The timeline view displays information about Flutter frames. It consists of three parts, each increasing in granularity:
Use a profile build of your application to analyze performance. Frame rendering times are not indicative of release performance unless your application is run in profile mode.
This chart is populated with individual frames as they are rendered in your application. Each bar in the chart represents a frame. The bars are color-coded to highlight the different portions of work that occur when rendering a Flutter frame: work from the UI thread and work from the GPU thread.
Clicking a bar will display additional details about the frame.
The UI thread executes Dart code in the Dart VM. This includes code from your application as well as the Flutter framework. When your app creates and displays a scene, the UI thread creates a layer tree, a lightweight object containing device-agnostic painting commands, and sends the layer tree to the GPU thread to be rendered on the device. Do not block this thread.
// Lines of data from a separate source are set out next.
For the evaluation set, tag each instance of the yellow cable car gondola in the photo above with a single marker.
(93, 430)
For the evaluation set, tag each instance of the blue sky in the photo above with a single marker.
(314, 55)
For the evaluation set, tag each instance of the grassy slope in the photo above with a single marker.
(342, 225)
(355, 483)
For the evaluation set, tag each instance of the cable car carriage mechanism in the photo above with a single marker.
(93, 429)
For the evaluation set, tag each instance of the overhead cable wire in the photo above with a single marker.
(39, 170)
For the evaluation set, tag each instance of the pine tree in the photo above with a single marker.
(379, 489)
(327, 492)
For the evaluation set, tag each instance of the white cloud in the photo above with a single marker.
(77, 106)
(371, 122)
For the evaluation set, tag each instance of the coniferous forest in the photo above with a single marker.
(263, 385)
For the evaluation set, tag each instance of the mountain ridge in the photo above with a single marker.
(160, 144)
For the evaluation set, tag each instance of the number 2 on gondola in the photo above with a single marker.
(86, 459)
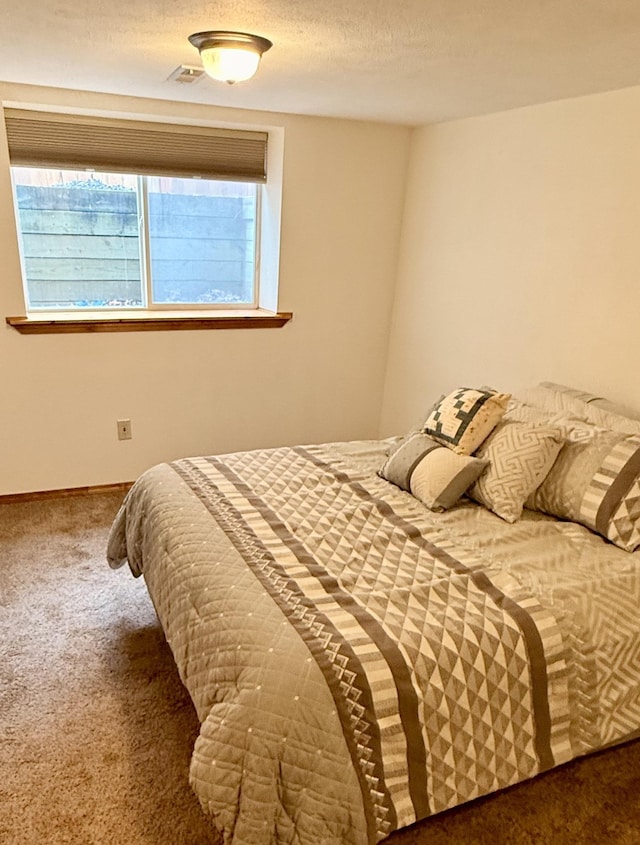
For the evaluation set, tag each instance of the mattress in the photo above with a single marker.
(358, 662)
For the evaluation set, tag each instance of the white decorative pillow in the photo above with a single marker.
(466, 417)
(520, 455)
(434, 474)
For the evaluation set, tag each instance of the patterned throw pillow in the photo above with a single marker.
(596, 481)
(466, 417)
(434, 474)
(520, 456)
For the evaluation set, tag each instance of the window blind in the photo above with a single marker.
(44, 139)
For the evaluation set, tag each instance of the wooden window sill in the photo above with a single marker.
(147, 322)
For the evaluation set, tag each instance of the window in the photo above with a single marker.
(118, 214)
(93, 240)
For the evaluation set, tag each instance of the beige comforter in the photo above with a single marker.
(358, 662)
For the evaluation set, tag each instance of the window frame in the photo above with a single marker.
(145, 260)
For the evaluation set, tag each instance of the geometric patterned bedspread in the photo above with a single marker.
(357, 662)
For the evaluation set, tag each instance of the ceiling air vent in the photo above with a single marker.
(186, 74)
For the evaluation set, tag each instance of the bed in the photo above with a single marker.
(359, 661)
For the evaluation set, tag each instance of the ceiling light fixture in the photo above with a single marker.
(230, 56)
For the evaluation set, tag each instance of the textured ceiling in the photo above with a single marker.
(401, 61)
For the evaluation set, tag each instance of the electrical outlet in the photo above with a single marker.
(124, 429)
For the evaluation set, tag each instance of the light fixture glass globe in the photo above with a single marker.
(230, 64)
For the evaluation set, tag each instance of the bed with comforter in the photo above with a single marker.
(358, 660)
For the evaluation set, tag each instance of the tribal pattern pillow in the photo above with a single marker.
(465, 418)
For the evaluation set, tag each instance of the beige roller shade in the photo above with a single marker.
(43, 139)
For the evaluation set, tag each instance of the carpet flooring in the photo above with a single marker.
(96, 730)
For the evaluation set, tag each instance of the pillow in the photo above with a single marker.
(520, 455)
(586, 406)
(464, 418)
(596, 481)
(432, 473)
(595, 401)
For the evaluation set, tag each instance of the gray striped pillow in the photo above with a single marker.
(596, 481)
(432, 473)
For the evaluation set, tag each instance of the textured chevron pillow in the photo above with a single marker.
(464, 418)
(596, 481)
(431, 472)
(520, 455)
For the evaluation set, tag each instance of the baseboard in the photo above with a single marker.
(12, 498)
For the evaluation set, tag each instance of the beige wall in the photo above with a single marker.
(319, 378)
(520, 255)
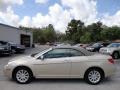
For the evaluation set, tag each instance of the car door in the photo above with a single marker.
(55, 64)
(78, 60)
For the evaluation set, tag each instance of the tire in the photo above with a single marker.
(116, 55)
(94, 76)
(22, 75)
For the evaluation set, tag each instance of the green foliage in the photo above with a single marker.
(86, 38)
(76, 32)
(79, 33)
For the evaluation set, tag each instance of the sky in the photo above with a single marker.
(40, 13)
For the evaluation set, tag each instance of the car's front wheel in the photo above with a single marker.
(93, 76)
(22, 75)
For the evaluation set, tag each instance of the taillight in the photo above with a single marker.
(111, 60)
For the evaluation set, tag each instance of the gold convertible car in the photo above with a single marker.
(61, 62)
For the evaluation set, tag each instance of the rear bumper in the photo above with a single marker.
(5, 51)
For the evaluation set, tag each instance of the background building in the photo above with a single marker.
(16, 35)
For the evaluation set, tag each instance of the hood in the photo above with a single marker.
(99, 57)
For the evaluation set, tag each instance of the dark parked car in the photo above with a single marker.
(96, 46)
(5, 48)
(16, 48)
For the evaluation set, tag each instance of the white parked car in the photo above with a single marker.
(113, 49)
(61, 62)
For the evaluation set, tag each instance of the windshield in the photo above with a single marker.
(114, 45)
(39, 53)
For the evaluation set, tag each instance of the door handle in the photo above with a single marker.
(66, 61)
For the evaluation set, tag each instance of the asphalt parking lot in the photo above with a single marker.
(112, 83)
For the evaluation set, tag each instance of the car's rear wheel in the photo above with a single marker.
(93, 76)
(22, 75)
(115, 55)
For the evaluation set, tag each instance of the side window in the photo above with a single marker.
(57, 53)
(74, 52)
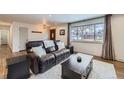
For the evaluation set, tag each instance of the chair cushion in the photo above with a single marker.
(47, 60)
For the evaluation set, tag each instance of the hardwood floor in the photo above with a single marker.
(5, 53)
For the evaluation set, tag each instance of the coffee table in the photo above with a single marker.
(72, 69)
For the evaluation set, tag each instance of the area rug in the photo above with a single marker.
(101, 70)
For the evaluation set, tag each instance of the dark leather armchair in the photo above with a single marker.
(42, 64)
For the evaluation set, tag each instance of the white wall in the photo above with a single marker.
(117, 23)
(14, 34)
(61, 37)
(7, 29)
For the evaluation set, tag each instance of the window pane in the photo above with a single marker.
(88, 33)
(74, 33)
(99, 29)
(79, 33)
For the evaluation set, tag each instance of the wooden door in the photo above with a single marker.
(53, 34)
(4, 37)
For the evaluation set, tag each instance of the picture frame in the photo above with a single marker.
(62, 31)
The GPU thread executes graphics code from the Flutter Engine. This thread takes the layer tree and displays it by talking to the GPU (graphic processing unit). You cannot directly access the GPU thread or its data, but if this thread is slow, it’s a result of something you’ve done in the Dart code. Skia, the graphics library, runs on this thread, which is sometimes called the rasterizer thread.
Sometimes a scene results in a layer tree that is easy to construct, but expensive to render on the GPU thread. In this case, you’ll need to figure out what your code is doing that is causing rendering code to be slow. Specific kinds of workloads are more difficult for the GPU. They may involve unnecessary calls to saveLayer, intersecting opacities with multiple objects, and clips or shadows in specific situations.
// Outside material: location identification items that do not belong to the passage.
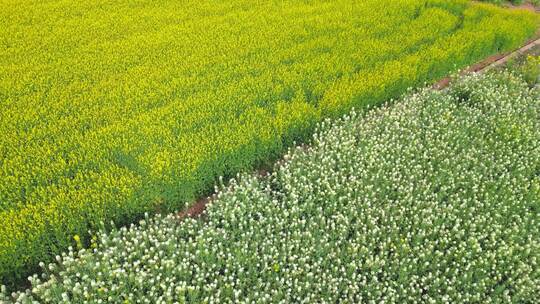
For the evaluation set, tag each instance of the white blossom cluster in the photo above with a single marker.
(435, 199)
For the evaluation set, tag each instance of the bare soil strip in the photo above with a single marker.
(491, 62)
(197, 209)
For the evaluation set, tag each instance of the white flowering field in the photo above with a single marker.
(435, 199)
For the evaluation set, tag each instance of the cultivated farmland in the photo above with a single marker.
(110, 109)
(432, 200)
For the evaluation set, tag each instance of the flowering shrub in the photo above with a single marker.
(431, 200)
(110, 109)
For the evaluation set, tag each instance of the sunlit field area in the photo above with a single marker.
(434, 199)
(113, 109)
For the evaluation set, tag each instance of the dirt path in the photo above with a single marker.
(491, 62)
(197, 209)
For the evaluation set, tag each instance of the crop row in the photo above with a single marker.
(432, 200)
(111, 109)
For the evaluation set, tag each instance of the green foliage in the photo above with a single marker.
(111, 109)
(434, 199)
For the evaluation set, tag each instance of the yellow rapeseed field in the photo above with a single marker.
(110, 109)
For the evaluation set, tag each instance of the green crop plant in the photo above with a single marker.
(110, 109)
(434, 199)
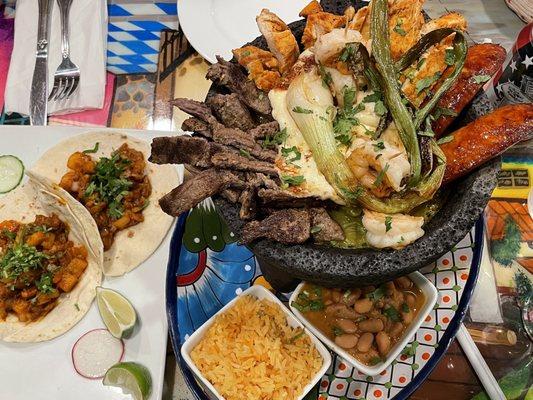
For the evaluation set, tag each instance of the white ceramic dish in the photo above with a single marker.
(261, 293)
(215, 27)
(49, 373)
(430, 293)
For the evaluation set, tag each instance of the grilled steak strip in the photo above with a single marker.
(182, 150)
(481, 59)
(225, 73)
(248, 204)
(229, 160)
(285, 226)
(485, 138)
(198, 110)
(197, 126)
(326, 228)
(277, 198)
(191, 192)
(231, 111)
(243, 141)
(264, 130)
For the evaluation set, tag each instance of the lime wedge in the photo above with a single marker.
(116, 311)
(132, 378)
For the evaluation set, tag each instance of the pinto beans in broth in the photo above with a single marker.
(366, 322)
More information on profiling the GPU thread can be found at flutter.dev.
The frame rendering chart shows UI and GPU jank in shades of red. We consider a portion of the frame to be janky when it takes more than 8 ms to complete.
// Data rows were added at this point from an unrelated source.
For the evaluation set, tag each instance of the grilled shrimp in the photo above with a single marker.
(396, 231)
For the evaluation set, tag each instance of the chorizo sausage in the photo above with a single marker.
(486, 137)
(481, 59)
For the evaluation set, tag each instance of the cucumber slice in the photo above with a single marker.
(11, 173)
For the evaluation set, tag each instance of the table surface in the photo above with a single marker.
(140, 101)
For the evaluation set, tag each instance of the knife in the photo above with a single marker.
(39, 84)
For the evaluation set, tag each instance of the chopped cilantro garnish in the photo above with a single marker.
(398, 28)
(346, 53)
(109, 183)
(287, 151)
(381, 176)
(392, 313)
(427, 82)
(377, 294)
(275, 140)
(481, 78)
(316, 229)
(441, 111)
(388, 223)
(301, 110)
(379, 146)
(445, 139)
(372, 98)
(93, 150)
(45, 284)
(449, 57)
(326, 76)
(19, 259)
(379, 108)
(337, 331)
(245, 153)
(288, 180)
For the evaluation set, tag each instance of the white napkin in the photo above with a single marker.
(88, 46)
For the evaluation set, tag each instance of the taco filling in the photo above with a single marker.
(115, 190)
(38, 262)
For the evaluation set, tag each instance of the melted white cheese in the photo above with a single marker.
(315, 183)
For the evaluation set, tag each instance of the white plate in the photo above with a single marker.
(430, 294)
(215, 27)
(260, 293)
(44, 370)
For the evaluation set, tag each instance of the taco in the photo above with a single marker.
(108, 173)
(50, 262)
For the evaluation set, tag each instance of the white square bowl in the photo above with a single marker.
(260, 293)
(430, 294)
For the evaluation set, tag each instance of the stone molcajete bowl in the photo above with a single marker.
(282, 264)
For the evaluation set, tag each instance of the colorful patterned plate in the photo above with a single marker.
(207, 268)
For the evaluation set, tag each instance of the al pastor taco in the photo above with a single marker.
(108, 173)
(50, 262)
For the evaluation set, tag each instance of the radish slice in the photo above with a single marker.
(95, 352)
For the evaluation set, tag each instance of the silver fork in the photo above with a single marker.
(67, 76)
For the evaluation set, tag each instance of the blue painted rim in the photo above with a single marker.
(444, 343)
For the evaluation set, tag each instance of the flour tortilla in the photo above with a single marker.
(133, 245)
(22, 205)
To achieve a frame rendering rate of 60 FPS (frames per second), each frame must render in ~16 ms or less. Since there are two portions of work for each frame (UI and GPU), each portion should complete in 8 ms or less. When this target is missed, you may experience UI jank or dropped frames.
See Flutter performance profiling for more detailed information on how to analyze your app's performance.
The flame chart shows the event trace for a single frame. The top-most event spawns the event below it, and so on and so forth. The UI and GPU events are separate event flows, but they share a common timeline (displayed at the top of the flame chart). This timeline is strictly for the given frame. It does not reflect the clock shared by all frames.
The flame chart supports zooming and panning. Scroll up and down to zoom in and out, respectively. To pan around, you can either click and drag the chart or scroll horizontally. You can also click an event to view more details in the details section below the chart.
This section shows details for a specific event. Currently, only the event name and duration are displayed. This feature is actively being worked on. We are planning to display CPU sampling data here in the future.